Many may ask “is there a place for ethics in marketing?” In discussing concerns that consumers and advocacy groups have with the apparent lack of concern for consumers’ well being, we must address the challenges that marketers have to ‘self regulate’ and become more socially responsible. This really is no different than what would be expected of each of us: In an organized society it is the responsibility of all to behave ethically. One concern within the marketing industry is that if marketers do not change their ways, and become more socially responsible, they will become subject to more government controls.

The ethical relationship between marketing and the consumer is a key to the success of organizations. Consumers expect to be treated fairly and with respect. Consumers expect that the service they receive from organizations will be reliable, responsive, trustworthy, understanding, and that they are really receiving something of value. They do not want ‘lip service’, unrealistic promises, or misleading offerings. Consumers do not want to be sold products that are inherently bad for them. The ethical implications for marketers are great in meeting these expectations. As more people join the marketing field, especially in the increasingly popular ‘information marketing’ arena, these issues will, and should be, some of the first issues that need addressed.

A new foundation for marketing and the ethical implications of marketers targeting specific groups or segments of consumers is needed. Companies have targeted specific segments of consumers that they feel will provide them with the greatest returns, sometimes to the exclusions of others. Some consumers feel that marketers do not care at all about what happens to them once they purchase a product and that this caveat emptor, or ‘let the buyer beware’ theory of marketing is, and must, rapidly be dismissed.
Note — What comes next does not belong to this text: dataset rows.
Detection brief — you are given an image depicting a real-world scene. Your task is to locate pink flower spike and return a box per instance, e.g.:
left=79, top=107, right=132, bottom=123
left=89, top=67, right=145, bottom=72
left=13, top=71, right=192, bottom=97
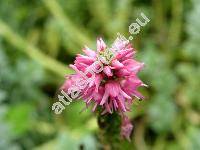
left=61, top=37, right=147, bottom=135
left=103, top=66, right=113, bottom=77
left=97, top=38, right=106, bottom=52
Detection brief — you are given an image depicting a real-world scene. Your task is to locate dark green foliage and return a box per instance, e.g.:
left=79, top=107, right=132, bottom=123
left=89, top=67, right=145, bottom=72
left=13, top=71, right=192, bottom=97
left=0, top=0, right=200, bottom=150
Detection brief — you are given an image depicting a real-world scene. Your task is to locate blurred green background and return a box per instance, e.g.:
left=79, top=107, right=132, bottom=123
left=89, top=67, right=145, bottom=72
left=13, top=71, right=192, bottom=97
left=0, top=0, right=200, bottom=150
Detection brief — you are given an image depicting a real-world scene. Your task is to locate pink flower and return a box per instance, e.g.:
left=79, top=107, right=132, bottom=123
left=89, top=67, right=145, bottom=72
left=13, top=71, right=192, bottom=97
left=120, top=116, right=133, bottom=142
left=62, top=38, right=145, bottom=139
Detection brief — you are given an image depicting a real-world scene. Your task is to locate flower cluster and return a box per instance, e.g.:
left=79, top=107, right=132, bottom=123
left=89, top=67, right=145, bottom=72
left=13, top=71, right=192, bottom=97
left=62, top=38, right=145, bottom=138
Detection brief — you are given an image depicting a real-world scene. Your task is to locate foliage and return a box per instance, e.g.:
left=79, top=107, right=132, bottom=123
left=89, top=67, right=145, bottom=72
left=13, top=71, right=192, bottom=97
left=0, top=0, right=200, bottom=150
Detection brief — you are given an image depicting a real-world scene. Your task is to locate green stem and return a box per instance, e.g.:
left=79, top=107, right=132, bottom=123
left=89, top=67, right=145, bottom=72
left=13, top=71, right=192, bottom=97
left=98, top=113, right=121, bottom=150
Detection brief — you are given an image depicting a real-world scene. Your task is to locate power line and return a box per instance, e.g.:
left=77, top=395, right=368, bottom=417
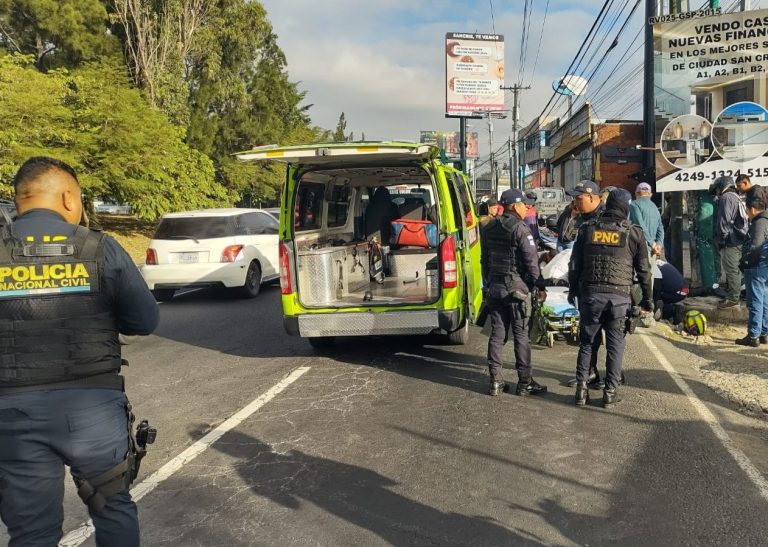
left=488, top=0, right=496, bottom=34
left=539, top=0, right=612, bottom=125
left=528, top=0, right=549, bottom=85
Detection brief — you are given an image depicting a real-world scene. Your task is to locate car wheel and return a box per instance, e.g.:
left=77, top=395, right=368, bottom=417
left=152, top=289, right=176, bottom=302
left=307, top=336, right=336, bottom=349
left=240, top=260, right=261, bottom=298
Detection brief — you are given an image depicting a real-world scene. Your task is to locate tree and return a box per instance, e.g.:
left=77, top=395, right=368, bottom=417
left=182, top=0, right=308, bottom=199
left=0, top=0, right=119, bottom=70
left=0, top=55, right=231, bottom=219
left=333, top=112, right=347, bottom=142
left=109, top=0, right=210, bottom=125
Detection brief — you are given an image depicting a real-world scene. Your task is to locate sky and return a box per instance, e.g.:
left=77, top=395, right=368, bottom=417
left=262, top=0, right=644, bottom=165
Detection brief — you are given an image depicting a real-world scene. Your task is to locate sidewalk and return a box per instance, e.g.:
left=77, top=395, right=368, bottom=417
left=657, top=321, right=768, bottom=419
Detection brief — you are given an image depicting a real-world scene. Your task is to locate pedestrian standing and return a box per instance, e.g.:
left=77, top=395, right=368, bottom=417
left=736, top=186, right=768, bottom=348
left=568, top=190, right=653, bottom=406
left=734, top=173, right=755, bottom=196
left=558, top=180, right=607, bottom=389
left=481, top=188, right=547, bottom=396
left=0, top=157, right=158, bottom=547
left=629, top=182, right=664, bottom=263
left=478, top=197, right=499, bottom=227
left=714, top=177, right=749, bottom=309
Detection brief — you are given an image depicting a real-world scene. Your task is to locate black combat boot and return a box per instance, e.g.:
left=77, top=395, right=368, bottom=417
left=603, top=387, right=621, bottom=408
left=488, top=374, right=506, bottom=397
left=515, top=378, right=547, bottom=397
left=587, top=374, right=605, bottom=389
left=576, top=382, right=589, bottom=406
left=568, top=370, right=602, bottom=389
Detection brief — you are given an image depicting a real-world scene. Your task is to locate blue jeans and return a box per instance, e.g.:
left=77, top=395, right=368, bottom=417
left=0, top=389, right=139, bottom=547
left=744, top=265, right=768, bottom=338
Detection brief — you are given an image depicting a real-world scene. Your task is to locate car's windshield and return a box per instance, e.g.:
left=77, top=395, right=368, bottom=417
left=154, top=217, right=232, bottom=239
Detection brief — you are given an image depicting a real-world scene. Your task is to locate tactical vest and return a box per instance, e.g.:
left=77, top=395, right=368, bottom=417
left=0, top=227, right=122, bottom=394
left=482, top=215, right=522, bottom=277
left=581, top=219, right=634, bottom=295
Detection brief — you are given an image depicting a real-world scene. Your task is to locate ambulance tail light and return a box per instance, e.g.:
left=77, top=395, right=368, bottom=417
left=279, top=243, right=293, bottom=294
left=440, top=236, right=458, bottom=289
left=144, top=248, right=157, bottom=266
left=221, top=245, right=243, bottom=262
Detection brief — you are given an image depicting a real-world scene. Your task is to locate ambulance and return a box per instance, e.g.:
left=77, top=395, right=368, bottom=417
left=237, top=142, right=482, bottom=348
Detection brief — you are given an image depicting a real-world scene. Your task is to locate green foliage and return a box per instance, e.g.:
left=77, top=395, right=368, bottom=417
left=0, top=55, right=231, bottom=219
left=187, top=0, right=312, bottom=200
left=0, top=0, right=120, bottom=70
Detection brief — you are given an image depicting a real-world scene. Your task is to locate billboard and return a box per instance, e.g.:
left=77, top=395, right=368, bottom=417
left=419, top=131, right=480, bottom=160
left=445, top=32, right=504, bottom=118
left=649, top=8, right=768, bottom=192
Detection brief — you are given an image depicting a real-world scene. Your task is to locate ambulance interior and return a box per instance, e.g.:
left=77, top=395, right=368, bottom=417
left=293, top=165, right=440, bottom=308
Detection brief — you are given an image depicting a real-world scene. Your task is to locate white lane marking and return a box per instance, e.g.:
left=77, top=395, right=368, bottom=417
left=59, top=367, right=311, bottom=547
left=640, top=334, right=768, bottom=501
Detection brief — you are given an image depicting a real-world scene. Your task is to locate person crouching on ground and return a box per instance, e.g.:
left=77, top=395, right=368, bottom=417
left=736, top=187, right=768, bottom=348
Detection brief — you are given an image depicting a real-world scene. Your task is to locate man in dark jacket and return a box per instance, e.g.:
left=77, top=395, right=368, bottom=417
left=0, top=157, right=158, bottom=547
left=714, top=177, right=747, bottom=309
left=568, top=189, right=653, bottom=406
left=480, top=189, right=547, bottom=396
left=557, top=180, right=604, bottom=250
left=736, top=186, right=768, bottom=348
left=558, top=180, right=608, bottom=389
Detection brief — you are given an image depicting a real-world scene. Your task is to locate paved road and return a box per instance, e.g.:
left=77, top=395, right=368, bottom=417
left=4, top=287, right=768, bottom=545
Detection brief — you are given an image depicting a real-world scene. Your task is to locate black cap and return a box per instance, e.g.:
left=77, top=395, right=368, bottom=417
left=747, top=185, right=766, bottom=210
left=565, top=180, right=600, bottom=197
left=605, top=188, right=632, bottom=207
left=499, top=188, right=536, bottom=207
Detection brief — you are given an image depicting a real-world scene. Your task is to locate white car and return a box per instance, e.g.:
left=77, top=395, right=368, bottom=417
left=141, top=209, right=280, bottom=302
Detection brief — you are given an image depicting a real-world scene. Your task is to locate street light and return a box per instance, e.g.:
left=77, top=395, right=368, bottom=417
left=472, top=110, right=512, bottom=197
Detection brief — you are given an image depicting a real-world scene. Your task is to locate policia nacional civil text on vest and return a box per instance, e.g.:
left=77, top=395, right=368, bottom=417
left=568, top=189, right=653, bottom=406
left=0, top=157, right=158, bottom=547
left=481, top=189, right=547, bottom=396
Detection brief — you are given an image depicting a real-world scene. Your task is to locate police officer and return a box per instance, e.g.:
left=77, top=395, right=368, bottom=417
left=0, top=157, right=158, bottom=547
left=481, top=189, right=547, bottom=396
left=558, top=180, right=614, bottom=389
left=557, top=180, right=604, bottom=250
left=568, top=189, right=653, bottom=406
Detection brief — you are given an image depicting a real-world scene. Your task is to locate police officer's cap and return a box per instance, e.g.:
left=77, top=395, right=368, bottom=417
left=565, top=180, right=600, bottom=197
left=499, top=188, right=536, bottom=207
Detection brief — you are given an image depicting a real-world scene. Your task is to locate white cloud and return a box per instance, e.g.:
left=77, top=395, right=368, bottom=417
left=263, top=0, right=642, bottom=154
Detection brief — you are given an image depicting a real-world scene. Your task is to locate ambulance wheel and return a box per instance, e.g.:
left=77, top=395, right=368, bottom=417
left=448, top=309, right=469, bottom=346
left=152, top=289, right=176, bottom=302
left=307, top=336, right=336, bottom=349
left=240, top=260, right=261, bottom=298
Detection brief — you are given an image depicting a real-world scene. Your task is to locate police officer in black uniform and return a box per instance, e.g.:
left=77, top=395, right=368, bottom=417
left=568, top=189, right=653, bottom=406
left=0, top=157, right=158, bottom=547
left=481, top=189, right=547, bottom=396
left=558, top=180, right=612, bottom=389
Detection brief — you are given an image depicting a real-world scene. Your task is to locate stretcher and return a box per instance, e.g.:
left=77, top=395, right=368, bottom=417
left=530, top=287, right=579, bottom=348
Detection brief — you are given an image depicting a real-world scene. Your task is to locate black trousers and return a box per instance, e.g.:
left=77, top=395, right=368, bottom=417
left=576, top=293, right=630, bottom=388
left=487, top=283, right=531, bottom=382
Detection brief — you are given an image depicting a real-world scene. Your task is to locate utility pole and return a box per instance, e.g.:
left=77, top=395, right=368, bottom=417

Markets must become more concerned with the needs and wants of the consumer, but they must still keep in mind the overall goal of the company. This unfortunately creates a conflict between the priorities of the marketer, the needs and wants of the consumer and the goals of the organization (Profits), and is the basis for much of the confusion and concerns about ethical marketing practices. To overcome the challenges that this presents organizations, and to some extent consumers, all involved must take a more holistic, or all encompassing view of the marketing process. Ethical decision making for businesses will require them to take an “enlightened self interest” approach to serving the consumer, to insure that there marketing practices are ethically sound.

Consumers also must bear some responsibility to become more self aware and informed about the products they purchase and use. For those with the ability to make rational choices, consumers must take actions and research the products they buy; they must develop an awareness of their needs, as opposed to their wants, and make appropriate decisions concerning the directions their consumptions take them. If consumers expect organizations to treat them with respect, and provide a level of service consistent with their needs, they must do their part.

Service is really the art of offering a consumer more than just the product they are purchasing. Part of that offering is to provide consumers with the assurance that what you are marketing to them is based on ethically sound principles: Do organizations treat their customers with respect? Are they honest and forthright in their communications with consumers?

As awareness of consumer rights increases, and advocacy groups increase pressure on organizations and governments, the priority that organizations must place on the ethical implications of their marketing programs will only increase. In the service industry the relationship between the consumer and the service provider is all that matters. If the consumer perceives that they are being treated unethically they will go elsewhere. But, not only will they leave, they will take with them as many others as they can. The risk that organizations face by treating their customers/clients unethically is too great to let this happen.